<transport clusterName = "MyCluster" machineId = "LinuxServer01" rackId = "Rack01" siteId = "US-WestCoast" />
The motivations behind this feature is to ensure when using distribution, backups are not picked to reside on the same physical server, rack or data centre. For obvious reasons it doesn't work with total replication.
Server hinting was added in Infinspan 4.2.0 "Ursus". You'll need this release or later in order to use it.
The hints are configured at transport level:
<transport clusterName = "MyCluster" machineId = "LinuxServer01" rackId = "Rack01" siteId = "US-WestCoast" />
machineId - this is probably the most useful, to disambiguate between multiple JVM instances on the same node, or even multiple virtual hosts on the same physical host.

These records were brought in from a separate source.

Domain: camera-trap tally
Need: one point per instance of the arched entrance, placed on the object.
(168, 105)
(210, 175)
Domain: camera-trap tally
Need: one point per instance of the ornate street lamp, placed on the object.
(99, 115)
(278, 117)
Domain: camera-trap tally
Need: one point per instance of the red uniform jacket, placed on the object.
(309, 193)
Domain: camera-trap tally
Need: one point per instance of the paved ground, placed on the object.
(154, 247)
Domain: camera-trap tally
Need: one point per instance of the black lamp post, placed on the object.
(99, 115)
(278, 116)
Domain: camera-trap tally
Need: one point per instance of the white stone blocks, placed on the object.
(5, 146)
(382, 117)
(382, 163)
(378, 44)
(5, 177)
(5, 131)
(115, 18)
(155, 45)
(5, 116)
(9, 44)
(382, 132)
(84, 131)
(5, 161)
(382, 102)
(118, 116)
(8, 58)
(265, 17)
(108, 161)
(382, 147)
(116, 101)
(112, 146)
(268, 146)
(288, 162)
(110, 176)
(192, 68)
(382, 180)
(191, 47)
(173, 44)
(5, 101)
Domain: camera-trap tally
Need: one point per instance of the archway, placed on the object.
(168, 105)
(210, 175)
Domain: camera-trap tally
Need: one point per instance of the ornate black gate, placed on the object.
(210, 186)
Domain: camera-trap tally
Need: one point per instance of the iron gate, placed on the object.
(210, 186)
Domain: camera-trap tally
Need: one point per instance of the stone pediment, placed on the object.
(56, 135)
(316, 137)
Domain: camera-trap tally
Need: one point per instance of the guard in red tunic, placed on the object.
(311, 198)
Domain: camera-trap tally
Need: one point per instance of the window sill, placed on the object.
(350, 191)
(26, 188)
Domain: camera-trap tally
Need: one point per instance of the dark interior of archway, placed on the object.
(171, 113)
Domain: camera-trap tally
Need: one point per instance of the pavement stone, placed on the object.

rackId - in larger clusters with nodes occupying more than a single rack, this setting would help prevent backups being stored on the same rack.
siteId - to differentiate between nodes in different data centres replicating to each other. All of the above are optional, and if not provided, the distribution algorithms provide no guarantees that backups will not be stored in instances on the same host/rack/site.
This is an advanced topic, useful e.g. if you need to change distribution behaviour.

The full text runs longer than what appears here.